Мебели было немного. На трех продолговатых столах с зелеными мраморными досками было все необходимое для дамского туалета. На среднем – большие тазы из толстого хрусталя. Второй был занят целой батареей флаконов, шкатулок и ваз всевозможных размеров, с серебряными крышками, украшенными вензелями. На третьем были разложены бесчисленные приборы и инструменты, созданные к услугам современного кокетства и предназначенные для сложных, таинственных и деликатных целей. В комнате стояло всего лишь две кушетки и несколько низеньких табуретов, обитых мягкой стеганой материей, для отдыха уставшего обнаженного тела. Дальше целую стену занимало огромное трюмо, раскинувшееся, как светлый горизонт. Оно состояло из трех створок, причем боковые, подвижные, позволяли молодой женщине видеть себя одновременно и прямо, и сбоку, и со спины, замыкаясь в собственном своем изображении. Справа, в нише, обычно затянутой драпировкой, помещалась ванна, или, вернее, глубокий водоем, тоже из зеленого мрамора, к которому вели две ступеньки. Бронзовый амур, сидевший на краю ванны, – изящная статуэтка работы Предоле – лил в нее холодную и горячую воду из двух раковин, которыми он играл. В глубине этого убежища поднималось венецианское зеркало из наклонно поставленных стекол с гранеными краями; образуя круглый свод, оно защищало, укрывало и отражало в каждой своей частице и водоем и купальщицу.

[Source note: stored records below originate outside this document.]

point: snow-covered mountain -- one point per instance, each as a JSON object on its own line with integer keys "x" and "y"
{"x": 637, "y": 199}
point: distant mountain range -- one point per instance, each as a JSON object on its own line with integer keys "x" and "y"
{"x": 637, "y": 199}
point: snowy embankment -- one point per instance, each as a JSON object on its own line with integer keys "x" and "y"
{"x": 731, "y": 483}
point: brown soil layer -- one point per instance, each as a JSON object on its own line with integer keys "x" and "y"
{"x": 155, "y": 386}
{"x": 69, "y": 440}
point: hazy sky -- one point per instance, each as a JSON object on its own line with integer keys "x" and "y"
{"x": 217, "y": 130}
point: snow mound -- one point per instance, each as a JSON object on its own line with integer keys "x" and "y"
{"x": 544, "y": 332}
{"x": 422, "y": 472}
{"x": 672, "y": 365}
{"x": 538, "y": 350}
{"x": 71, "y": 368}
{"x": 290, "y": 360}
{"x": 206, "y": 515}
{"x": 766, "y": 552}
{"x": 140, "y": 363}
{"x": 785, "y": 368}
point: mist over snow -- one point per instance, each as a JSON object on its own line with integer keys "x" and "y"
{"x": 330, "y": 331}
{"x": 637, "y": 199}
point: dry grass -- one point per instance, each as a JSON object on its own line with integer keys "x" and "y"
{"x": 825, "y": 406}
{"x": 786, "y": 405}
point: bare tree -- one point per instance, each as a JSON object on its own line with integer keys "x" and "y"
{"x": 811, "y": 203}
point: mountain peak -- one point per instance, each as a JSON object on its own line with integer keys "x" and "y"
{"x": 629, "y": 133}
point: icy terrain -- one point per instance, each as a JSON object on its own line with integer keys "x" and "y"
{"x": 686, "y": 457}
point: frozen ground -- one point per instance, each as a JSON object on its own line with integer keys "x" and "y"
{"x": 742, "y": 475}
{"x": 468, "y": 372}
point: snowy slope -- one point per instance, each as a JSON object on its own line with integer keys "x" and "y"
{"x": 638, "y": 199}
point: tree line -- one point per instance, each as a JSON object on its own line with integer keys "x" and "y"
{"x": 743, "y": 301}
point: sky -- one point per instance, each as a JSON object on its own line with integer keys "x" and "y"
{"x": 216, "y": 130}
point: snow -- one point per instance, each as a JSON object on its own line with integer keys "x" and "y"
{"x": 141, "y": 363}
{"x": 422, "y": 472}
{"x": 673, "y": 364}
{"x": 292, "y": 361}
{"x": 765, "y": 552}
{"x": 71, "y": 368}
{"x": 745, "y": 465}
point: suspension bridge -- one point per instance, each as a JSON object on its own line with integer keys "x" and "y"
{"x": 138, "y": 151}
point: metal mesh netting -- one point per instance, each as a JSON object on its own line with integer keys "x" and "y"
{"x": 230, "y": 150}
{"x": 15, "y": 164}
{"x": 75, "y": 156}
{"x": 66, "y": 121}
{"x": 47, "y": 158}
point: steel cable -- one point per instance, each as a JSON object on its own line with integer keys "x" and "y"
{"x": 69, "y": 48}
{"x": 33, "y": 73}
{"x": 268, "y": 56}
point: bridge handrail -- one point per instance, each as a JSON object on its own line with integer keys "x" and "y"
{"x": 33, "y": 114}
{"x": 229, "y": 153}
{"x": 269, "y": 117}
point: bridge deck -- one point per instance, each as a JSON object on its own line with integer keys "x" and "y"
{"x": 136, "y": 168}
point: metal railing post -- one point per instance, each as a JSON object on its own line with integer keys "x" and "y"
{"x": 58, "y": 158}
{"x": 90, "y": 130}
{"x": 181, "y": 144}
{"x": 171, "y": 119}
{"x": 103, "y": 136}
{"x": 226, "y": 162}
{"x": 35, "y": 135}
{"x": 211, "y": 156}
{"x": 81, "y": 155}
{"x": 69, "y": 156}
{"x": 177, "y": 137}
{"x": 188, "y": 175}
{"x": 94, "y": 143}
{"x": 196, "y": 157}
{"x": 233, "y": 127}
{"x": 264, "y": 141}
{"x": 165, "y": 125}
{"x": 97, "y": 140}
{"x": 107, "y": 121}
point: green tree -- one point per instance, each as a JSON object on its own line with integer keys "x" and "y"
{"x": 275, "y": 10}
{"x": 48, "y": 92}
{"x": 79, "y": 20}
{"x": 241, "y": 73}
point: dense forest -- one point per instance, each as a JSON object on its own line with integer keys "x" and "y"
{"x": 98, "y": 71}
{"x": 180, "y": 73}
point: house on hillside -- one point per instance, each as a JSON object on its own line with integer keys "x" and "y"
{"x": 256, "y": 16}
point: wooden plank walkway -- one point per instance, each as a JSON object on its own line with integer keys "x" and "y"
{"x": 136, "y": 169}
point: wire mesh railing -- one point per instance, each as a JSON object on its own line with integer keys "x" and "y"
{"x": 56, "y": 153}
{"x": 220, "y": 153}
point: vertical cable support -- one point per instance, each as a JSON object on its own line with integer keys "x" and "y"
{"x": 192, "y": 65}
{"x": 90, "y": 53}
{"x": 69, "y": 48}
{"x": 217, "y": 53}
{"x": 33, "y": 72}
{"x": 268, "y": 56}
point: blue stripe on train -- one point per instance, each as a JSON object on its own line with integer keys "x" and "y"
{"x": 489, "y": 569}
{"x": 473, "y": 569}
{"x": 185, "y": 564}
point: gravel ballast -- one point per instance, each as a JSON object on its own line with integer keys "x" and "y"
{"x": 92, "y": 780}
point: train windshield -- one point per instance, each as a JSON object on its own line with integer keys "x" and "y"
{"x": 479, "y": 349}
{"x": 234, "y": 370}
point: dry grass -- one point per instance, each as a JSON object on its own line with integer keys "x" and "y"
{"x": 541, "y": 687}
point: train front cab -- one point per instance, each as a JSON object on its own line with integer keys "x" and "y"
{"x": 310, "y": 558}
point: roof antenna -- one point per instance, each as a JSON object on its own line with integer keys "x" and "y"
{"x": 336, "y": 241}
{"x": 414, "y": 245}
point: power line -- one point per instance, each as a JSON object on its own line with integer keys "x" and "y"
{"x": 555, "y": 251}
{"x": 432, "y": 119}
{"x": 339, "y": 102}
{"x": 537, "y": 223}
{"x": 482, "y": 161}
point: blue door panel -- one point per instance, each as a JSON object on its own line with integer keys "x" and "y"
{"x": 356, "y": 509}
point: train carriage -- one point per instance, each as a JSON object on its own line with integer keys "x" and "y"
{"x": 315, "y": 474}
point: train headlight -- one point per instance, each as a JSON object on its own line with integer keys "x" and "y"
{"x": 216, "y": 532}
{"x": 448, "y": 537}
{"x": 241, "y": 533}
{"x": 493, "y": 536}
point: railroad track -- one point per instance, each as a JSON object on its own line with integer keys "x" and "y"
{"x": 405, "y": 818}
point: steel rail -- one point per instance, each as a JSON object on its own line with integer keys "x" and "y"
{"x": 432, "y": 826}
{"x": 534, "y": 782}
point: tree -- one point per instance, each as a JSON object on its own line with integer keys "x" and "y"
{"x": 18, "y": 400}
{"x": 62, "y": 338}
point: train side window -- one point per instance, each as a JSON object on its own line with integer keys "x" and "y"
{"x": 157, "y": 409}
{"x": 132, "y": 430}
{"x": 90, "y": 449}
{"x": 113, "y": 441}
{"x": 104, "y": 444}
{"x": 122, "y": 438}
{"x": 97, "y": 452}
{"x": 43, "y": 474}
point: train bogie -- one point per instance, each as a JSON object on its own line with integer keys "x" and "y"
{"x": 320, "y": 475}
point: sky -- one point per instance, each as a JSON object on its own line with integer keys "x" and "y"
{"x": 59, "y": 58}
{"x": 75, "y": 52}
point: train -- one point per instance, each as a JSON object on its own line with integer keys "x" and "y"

Немного дальше стоял письменный стол превосходной, но простой современной английской работы, усеянный разбросанными бумажками, сложенными письмами, разорванными конвертами с блестящими золотыми вензелями. Здесь г-жа Бюрн писала и вообще проводила время, когда бывала одна.
Растянувшись на кушетке, в китайском кашемировом капоте, г-жа де Бюрн отдыхала после ванны; ее обнаженные руки, прекрасные, гибкие и упругие, смело выступали из глубоких складок материи, а подобранные кверху и туго скрученные рыжеватые волосы лежали на голове тяжелой массой.
В дверь постучалась горничная и, войдя, подала письмо.
Госпожа де Бюрн взяла его, посмотрела на почерк, распечатала, прочла первые строки и спокойно сказала камеристке: «Я позвоню вам через час».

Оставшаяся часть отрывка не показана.